Alessandro Pontremoli is full professor of Performing Arts at the University of Turin, where he coordinates the Performing Arts Curriculum of the Humanities PhD. He is the scientific consultant of SCT – Social and Community Centre of Turin and member of the Knowledge Community of CCW – Cultural Welfare Centre of Turin. He is a member of the scientific committee of the magazines «Comunicazioni Sociali», «Il Castello di Elsinore» and «Danza & Ricerca», and director of «Mimesis Journal». In 2015 he won the “Premio Nazionale di Teatro Luigi Pirandello” (non-fiction section) with the volume: Danza e Rinascimento. Danza, cultura e “buone maniere” nella società di corte del XV secolo (Macerata 2011). His research, in the historical and theoretical field, focuses primarily on the forms and aesthetics of dance, in particular from the 15th to the 18th centuries and in contemporary times, and secondly on social and community theatre. Among his monographs: La danza nelle corti di antico regime. Modelli culturali e processi di ricezione fra natura e arte (Bari 2012); Elementi di teatro educativo, sociale e di comunità (Turin 2015); La danza 2.0. Paesaggi coreografici del nuovo millennio (Rome and Bari 2018); L’arte del ballare. Danza, cultura e società a corte fra XV e XVII secolo (Bari 2021). He recently edited the critical edition of Giulio Mancini’s manuscript treatise, Del origin et nobiltà del ballo (Rome 2024).
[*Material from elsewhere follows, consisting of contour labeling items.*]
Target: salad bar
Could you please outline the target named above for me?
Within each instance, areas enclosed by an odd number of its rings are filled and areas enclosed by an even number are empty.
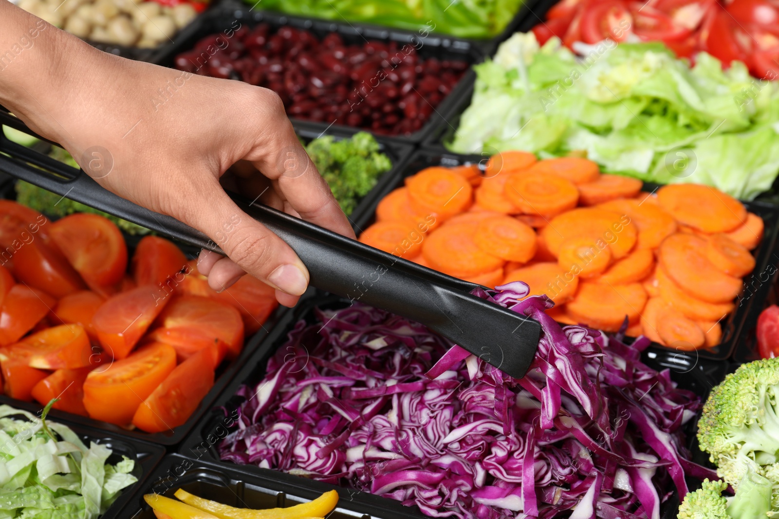
[[[0,515],[779,512],[779,3],[15,3],[275,92],[357,240],[237,163],[310,286],[217,292],[0,107]]]

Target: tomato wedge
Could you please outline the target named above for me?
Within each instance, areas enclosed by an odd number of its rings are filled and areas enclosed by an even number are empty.
[[[48,372],[28,366],[30,355],[30,349],[24,345],[14,344],[0,348],[3,391],[12,398],[32,400],[33,387],[48,377]]]
[[[127,245],[119,228],[105,216],[70,215],[55,222],[49,233],[90,288],[110,286],[124,276]]]
[[[131,269],[139,285],[164,285],[186,265],[186,257],[172,241],[147,236],[138,242]]]
[[[171,301],[157,321],[151,337],[171,344],[180,358],[220,341],[227,354],[238,356],[243,349],[244,326],[238,310],[227,303],[199,296],[181,296]]]
[[[176,366],[138,407],[132,425],[147,433],[161,433],[186,422],[213,387],[214,348],[206,348]]]
[[[175,367],[176,352],[171,346],[157,342],[144,346],[86,376],[84,407],[91,418],[125,426]]]
[[[0,345],[18,341],[54,307],[48,294],[24,285],[14,285],[0,306]]]
[[[41,405],[46,405],[52,398],[57,398],[52,405],[54,409],[88,416],[83,402],[84,380],[91,370],[91,367],[57,370],[35,384],[32,396]]]
[[[41,240],[25,244],[14,254],[13,265],[19,281],[57,298],[86,288],[53,242],[51,246]]]
[[[105,300],[90,290],[82,290],[59,300],[54,309],[54,321],[62,324],[73,324],[84,327],[86,335],[97,341],[97,332],[92,325],[92,317]]]
[[[159,288],[144,285],[109,298],[92,317],[92,325],[106,352],[124,359],[140,340],[170,297]]]
[[[87,367],[92,346],[81,324],[61,324],[25,337],[17,345],[30,349],[30,367],[61,370]]]

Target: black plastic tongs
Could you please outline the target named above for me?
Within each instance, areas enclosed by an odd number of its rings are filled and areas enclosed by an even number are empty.
[[[5,145],[18,152],[12,155],[30,157],[30,150],[23,146],[7,142]],[[83,171],[79,170],[75,178],[62,179],[2,154],[0,170],[160,234],[223,254],[202,233],[114,195]],[[524,376],[535,356],[541,324],[471,295],[478,285],[374,249],[266,205],[252,204],[240,195],[231,196],[243,211],[292,247],[308,268],[312,286],[416,321],[506,373],[516,378]]]

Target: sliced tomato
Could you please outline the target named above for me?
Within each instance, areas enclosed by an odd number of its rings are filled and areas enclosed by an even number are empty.
[[[49,313],[55,303],[48,294],[29,286],[11,287],[0,306],[0,345],[18,341]]]
[[[79,212],[57,220],[51,239],[90,287],[118,282],[127,270],[122,231],[105,216]]]
[[[46,405],[52,398],[57,402],[52,407],[65,412],[88,416],[84,407],[84,380],[91,367],[78,370],[57,370],[35,384],[32,396],[41,405]]]
[[[172,241],[147,236],[138,243],[131,268],[139,285],[165,285],[168,278],[186,265],[186,257]]]
[[[48,372],[30,367],[30,349],[13,344],[0,348],[0,370],[2,370],[3,391],[12,398],[30,401],[38,382],[48,377]]]
[[[171,299],[158,293],[158,287],[144,285],[113,296],[97,309],[92,325],[107,353],[115,359],[129,355]]]
[[[176,352],[171,345],[146,345],[107,368],[91,371],[84,382],[84,407],[91,418],[126,426],[175,367]]]
[[[160,314],[153,331],[158,341],[169,342],[182,358],[219,341],[227,345],[228,356],[243,349],[244,325],[238,310],[227,303],[199,296],[181,296]],[[178,332],[170,333],[169,331]],[[156,335],[155,335],[156,334]]]
[[[82,290],[65,296],[57,302],[53,320],[60,324],[80,324],[93,341],[97,341],[97,332],[92,325],[92,318],[105,300],[90,290]]]
[[[92,346],[81,324],[61,324],[22,339],[30,349],[30,366],[41,370],[87,367]]]
[[[13,257],[16,277],[33,288],[64,297],[86,288],[79,273],[53,243],[42,240],[25,244]]]
[[[619,0],[600,0],[587,5],[581,15],[582,39],[587,44],[606,38],[625,41],[633,26],[633,16]]]
[[[186,422],[213,387],[213,350],[201,350],[176,366],[138,407],[132,425],[161,433]]]
[[[0,200],[0,257],[6,260],[25,244],[48,237],[48,219],[42,214],[11,200]]]

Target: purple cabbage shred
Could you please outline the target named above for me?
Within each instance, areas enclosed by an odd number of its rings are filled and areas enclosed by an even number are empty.
[[[521,282],[476,295],[541,324],[517,380],[370,307],[315,310],[239,395],[222,459],[358,489],[435,517],[659,519],[687,493],[682,426],[700,405],[632,345],[561,328]]]

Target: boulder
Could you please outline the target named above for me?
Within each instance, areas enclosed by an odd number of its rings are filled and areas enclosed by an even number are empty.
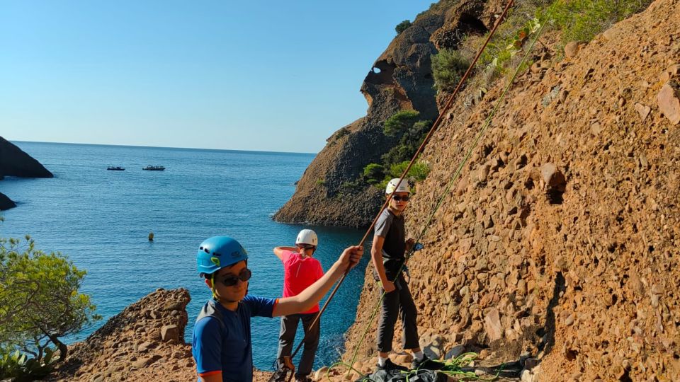
[[[54,175],[40,162],[0,137],[0,178],[4,176],[52,178]]]
[[[659,110],[671,122],[671,125],[680,123],[680,84],[671,80],[667,82],[657,97]]]

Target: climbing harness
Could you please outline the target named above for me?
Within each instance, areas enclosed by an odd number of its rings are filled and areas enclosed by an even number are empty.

Hanna Walsdorf received her PhD in 2009 from the Department of Music and Dance Studies at the University of Salzburg. 2009-2013 Postdoc at the University of Heidelberg; 2011 Awarded the NRW Dance Science Prize. 2014-2020 Head of the Emmy Noether Research Group “Ritual Design for the Ballet Stage” at the University of Leipzig. 2020-2021 Lectureships at the HMT Leipzig, the University of Salzburg and the University of Basel, since February 2022 Assistant Professor of Early Music History at the same university.